Contribuer au développement de communautés de praticiens

En plus des bénéfices que la pratique du DIY peut avoir sur ses praticiens, celle-ci peut engendrer des bienfaits au niveau des nombreuses communautés du DIY qui voient le jour. Avec la profusion de sites web, de forums d’échange et de partage, d’ateliers et de cours qui sont offerts sur différents sujets entourant la pratique du DIY, les praticiens sont amenés à développer des communautés de DIY. En effet, Solomon (2013) explique qu’en offrant une place pour partager des idées, des conseils et montrer leurs réalisations finies, les praticiens sont amenés à se connecter à d’autres praticiens de différents niveaux d’expérience et ayant des habiletés distinctes. Ces communautés permettent de réunir des praticiens provenant de différents horizons, ce qui enrichit du même coup les échanges (Kuznetsov et Paulos, 2010). Ces praticiens sont alors en mesure de partager des valeurs communes avec d’autres, de développer des amitiés et d’aider à renforcer les capacités de la communauté environnante (Ozanne et Ballantine, 2010). Belk (2014) explique que c’est en partageant des expériences avec d’autres individus que les praticiens développent leur sentiment d’appartenance à la communauté, renforcissant ainsi la solidarité entre les membres. Ces communautés de DIY viennent donc à enrichir le développement personnel des praticiens qui y prennent part, mais également à avoir un impact positif sur la société.

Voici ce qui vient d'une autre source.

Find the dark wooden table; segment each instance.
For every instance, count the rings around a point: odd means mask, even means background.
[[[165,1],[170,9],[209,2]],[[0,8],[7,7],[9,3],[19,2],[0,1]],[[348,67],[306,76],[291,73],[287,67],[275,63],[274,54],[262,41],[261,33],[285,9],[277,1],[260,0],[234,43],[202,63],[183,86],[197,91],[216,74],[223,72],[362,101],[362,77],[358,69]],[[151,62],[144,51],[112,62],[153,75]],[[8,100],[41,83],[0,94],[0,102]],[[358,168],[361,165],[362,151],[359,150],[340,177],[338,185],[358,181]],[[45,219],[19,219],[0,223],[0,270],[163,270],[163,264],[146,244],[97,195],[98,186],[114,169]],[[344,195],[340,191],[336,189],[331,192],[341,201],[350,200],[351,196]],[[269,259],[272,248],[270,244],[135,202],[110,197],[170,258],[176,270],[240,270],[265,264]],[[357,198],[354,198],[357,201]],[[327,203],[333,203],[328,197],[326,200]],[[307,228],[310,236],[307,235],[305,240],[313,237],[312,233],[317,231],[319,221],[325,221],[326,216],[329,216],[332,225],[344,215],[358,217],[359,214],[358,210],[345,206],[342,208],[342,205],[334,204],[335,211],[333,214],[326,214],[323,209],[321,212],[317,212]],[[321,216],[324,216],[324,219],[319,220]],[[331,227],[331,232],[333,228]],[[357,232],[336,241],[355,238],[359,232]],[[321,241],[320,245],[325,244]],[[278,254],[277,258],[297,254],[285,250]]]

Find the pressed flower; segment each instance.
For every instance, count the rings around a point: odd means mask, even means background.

Renforcer la relation usager-objet

Également, la fabrication personnelle permet aux praticiens de réaliser des objets à leur image. L’utilisation de matériaux disparates enrichit la personnalisation des objets créés grâce au RE-DIY en fonction des besoins et de la personnalité des praticiens (Salvia, 2016). Ces objets qui représentent leur identité et leurs souvenirs amènent ces praticiens à les conserver et à en prendre soin plus longtemps (Salvia et Cooper, 2016). La pratique du RE-DIY, tout comme celle du DIY de façon générale, favorise l’attachement du praticien à son objet (Salvia, 2015 ; Marchand et Walker, 2008). En renforçant le lien praticien-objet, le RE-DIY peut permettre d’augmenter la durée de vie des produits (Salvia, 2016), et ainsi fermer la boucle de consommation (Kohtala, 2015). Considéré comme un mode de vie dans certains cas, le RE-DIY conduit les praticiens à opter pour la durabilité et à remettre en question la société de gaspillage actuelle, contribuant par le fait même à générer un impact positif sur l’environnement (Salvia, 2016).

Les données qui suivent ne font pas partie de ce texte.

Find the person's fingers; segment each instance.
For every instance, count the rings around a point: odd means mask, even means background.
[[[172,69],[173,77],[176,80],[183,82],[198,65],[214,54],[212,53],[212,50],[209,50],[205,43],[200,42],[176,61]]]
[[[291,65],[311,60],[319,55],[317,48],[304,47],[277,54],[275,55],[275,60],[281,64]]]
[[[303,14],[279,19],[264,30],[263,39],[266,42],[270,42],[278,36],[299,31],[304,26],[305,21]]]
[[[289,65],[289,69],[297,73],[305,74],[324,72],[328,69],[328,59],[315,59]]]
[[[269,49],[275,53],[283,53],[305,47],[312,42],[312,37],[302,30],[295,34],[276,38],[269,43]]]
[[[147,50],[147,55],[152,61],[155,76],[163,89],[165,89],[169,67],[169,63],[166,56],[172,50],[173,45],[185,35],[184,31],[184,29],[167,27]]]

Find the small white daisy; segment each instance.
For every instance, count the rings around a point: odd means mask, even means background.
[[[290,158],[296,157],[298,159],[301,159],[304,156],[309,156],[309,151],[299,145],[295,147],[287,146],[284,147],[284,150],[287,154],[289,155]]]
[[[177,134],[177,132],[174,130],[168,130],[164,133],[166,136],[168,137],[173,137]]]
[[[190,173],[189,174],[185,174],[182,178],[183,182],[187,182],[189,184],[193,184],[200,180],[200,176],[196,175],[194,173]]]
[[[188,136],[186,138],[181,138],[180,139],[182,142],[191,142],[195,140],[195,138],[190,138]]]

Somme toute, la pratique du DIY peut favoriser une réduction des ressources consommées, mais également avoir un impact positif sur les praticiens et la société en favorisant les ressources locales, l’échange de connaissances, la collaboration et la préservation de l’environnement en renforçant la relation usager-produit et en prolongeant la durée de vie de ces derniers. Cependant,

l’impact environnemental de la fabrication personnelle se doit d’être nuancé. Même si le DIY peut laisser présager des effets positifs sur l’environnement et la société, il n’est pas garanti que cette pratique soit réellement exempte d’effets négatifs (Kohtala, 2015). Il est donc important de documenter autant les opportunités offertes par une telle pratique que les menaces qui en découlent afin d’évaluer plus justement cette pratique grandissante.